Big data’s ‘big’ is misleading. Just like being a big man doesn’t always mean you’re a wrestler, same way big data is more about the wide variety of data more than the volume. So, even if, you are a small or mid-sized organization, you can still reap the benefits big data.
How big is big?
It actually really depends on the organization’s size, for example; if you are a local grocery chain, you will not have as much data as Walmart. But you have useful data and a good amount of it all the same. You have information about your customers like their purchase history, track of market fluctuations and marketing strategies. You have a lot of internal operational data as well, like the HR, employee data, policies and compliances. To really leverage this data and to monetize it, you need big data analytics.
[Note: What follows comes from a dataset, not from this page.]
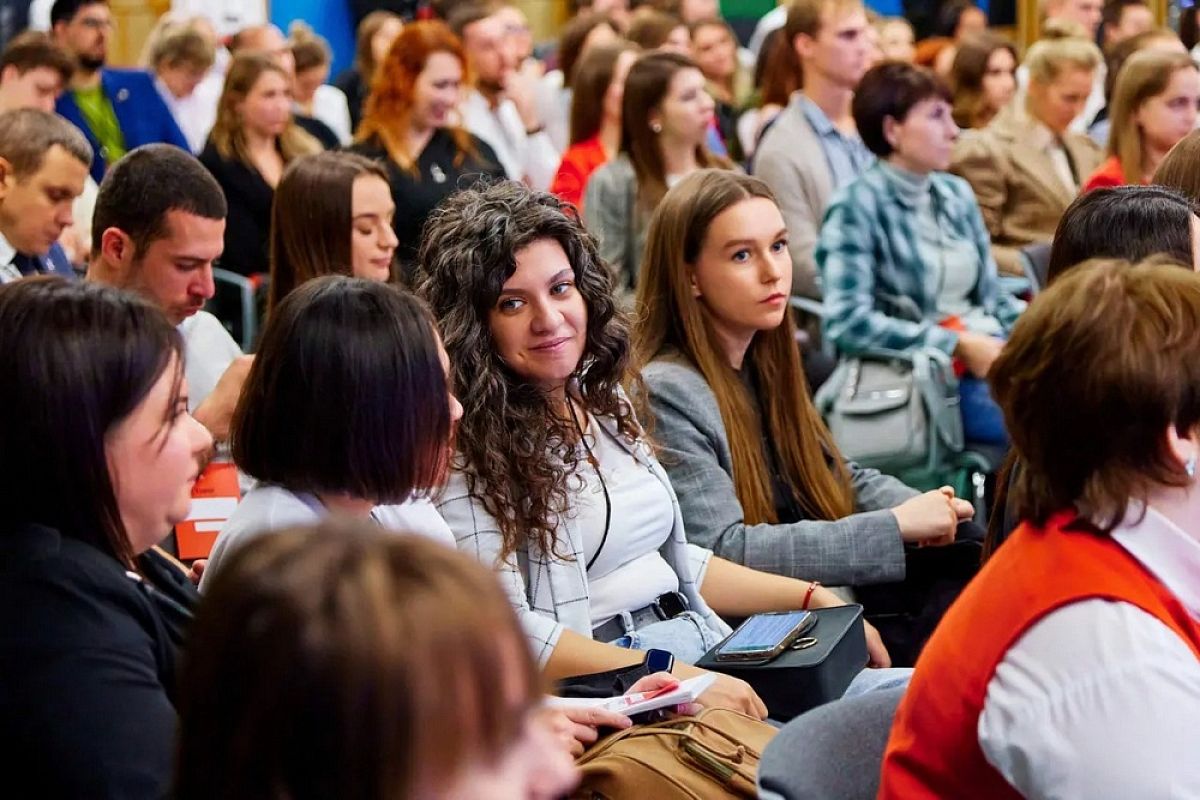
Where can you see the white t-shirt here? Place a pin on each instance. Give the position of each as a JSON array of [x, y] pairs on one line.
[[209, 350], [630, 571], [267, 507]]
Never too small for big data
When we talk about big data we actually talk about data analytics. What analytics does is to find the right little data hidden in a lot of big data. This little data is actionable business insight which can help you to improve your business or to solve business challenges. Let’s say the demand for a specific product or vegetable has suddenly gone down. Using big data analytics you can find out what is the problem with it. Has it been priced wrongly? Have you targeted the wrong section of people? This will help you solve the issue within a few days rather than waiting it out long for the market to change. Instead you can change your strategy. So, the basic requirement is to find these little data which is relevant from big data, for that, you can never be too small for big data.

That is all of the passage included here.